An answer to that can be found in the inability of the left to develop an image of the person that clearly contrasts with the terrible nightmare of “command socialism” and simultaneously gives a positive spin to upgrading individualism across all sectors and milieus. In a 2013 address in Zagreb, the Greek finance minister Varoufakis criticized Marx and the movements following him for proposing “justice” and “equality:” as leit-motifs for the workers’ movement and not “freedom” and “rationality” – so neoliberalism confiscate the term freedom. Historical determinism followed by the old reformist workers’ movement did not develop the idea of a free society that went beyond the creation of social security systems. The Mediterranean syndicalist workers’ movement was different. The explicitly libertarian part of the workers’ movement after its historical defeat in the 1939 Spanish Civil War did not help liberal socialist alternatives gain mass influence. Proposals for such an alternative existed in the welfare state but remained social minorities. We cannot forget the liberal revolts of 1968 had only a few friends in the bureaucratic machines of the workers’ and union movement.
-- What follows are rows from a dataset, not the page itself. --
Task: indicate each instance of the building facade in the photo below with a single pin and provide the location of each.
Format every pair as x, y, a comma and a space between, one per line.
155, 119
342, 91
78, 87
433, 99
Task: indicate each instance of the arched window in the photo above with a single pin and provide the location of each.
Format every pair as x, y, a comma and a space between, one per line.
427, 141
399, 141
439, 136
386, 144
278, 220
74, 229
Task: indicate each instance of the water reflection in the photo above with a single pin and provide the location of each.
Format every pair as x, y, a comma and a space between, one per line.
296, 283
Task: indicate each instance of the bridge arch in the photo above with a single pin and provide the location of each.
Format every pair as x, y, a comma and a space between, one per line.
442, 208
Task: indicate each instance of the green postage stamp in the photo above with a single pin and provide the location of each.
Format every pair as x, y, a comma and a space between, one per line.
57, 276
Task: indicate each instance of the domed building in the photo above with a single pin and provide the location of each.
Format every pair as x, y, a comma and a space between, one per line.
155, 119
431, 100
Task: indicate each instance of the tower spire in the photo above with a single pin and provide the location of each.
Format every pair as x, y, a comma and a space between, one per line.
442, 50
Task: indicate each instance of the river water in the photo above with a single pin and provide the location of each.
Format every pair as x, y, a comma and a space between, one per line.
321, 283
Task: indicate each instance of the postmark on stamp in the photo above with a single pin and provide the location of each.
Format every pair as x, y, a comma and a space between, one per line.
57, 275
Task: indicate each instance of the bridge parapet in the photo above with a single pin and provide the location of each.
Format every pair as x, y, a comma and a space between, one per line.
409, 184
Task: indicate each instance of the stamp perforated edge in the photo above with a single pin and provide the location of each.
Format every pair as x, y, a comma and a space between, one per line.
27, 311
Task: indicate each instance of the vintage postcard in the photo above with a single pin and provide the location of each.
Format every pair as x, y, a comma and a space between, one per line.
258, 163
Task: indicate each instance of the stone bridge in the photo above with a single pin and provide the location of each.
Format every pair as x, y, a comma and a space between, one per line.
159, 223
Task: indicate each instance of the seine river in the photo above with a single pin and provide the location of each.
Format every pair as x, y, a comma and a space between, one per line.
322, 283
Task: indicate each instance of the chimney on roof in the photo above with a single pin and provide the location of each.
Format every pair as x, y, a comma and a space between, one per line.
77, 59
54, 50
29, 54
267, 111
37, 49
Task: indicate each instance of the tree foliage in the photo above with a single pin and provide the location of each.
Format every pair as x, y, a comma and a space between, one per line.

Perhaps our challenge is to recognize the concept of freedom through justice that combines individuality, freedom and solidarity securities. The discussion around a guaranteed minimum income points in this direction. Varoufakis rightly refers to the problem that a democratic society in solidarity cannot mange without a conception of freedom anchored in solidarity and operating democratically. Such a conception cannot be defined any more by the myths of collective action of the workers’ movements of the last century. Its emancipatory forces helped organize individual ascent and social welfare in Europe for a certain time. Now they are exploited and consumed. The victory and continuing rule of neoliberalism in heads and social reality – even beyond politics – is connected with this conceptual weakness. No social majorities and transformation projects that support these insights have formed with any prospect for success. To neoliberalism, we must soon oppose a great alternative narrative of freedom, democracy and solidarity before the social dislocations neutralize the positive resources amid a collapsing world climate.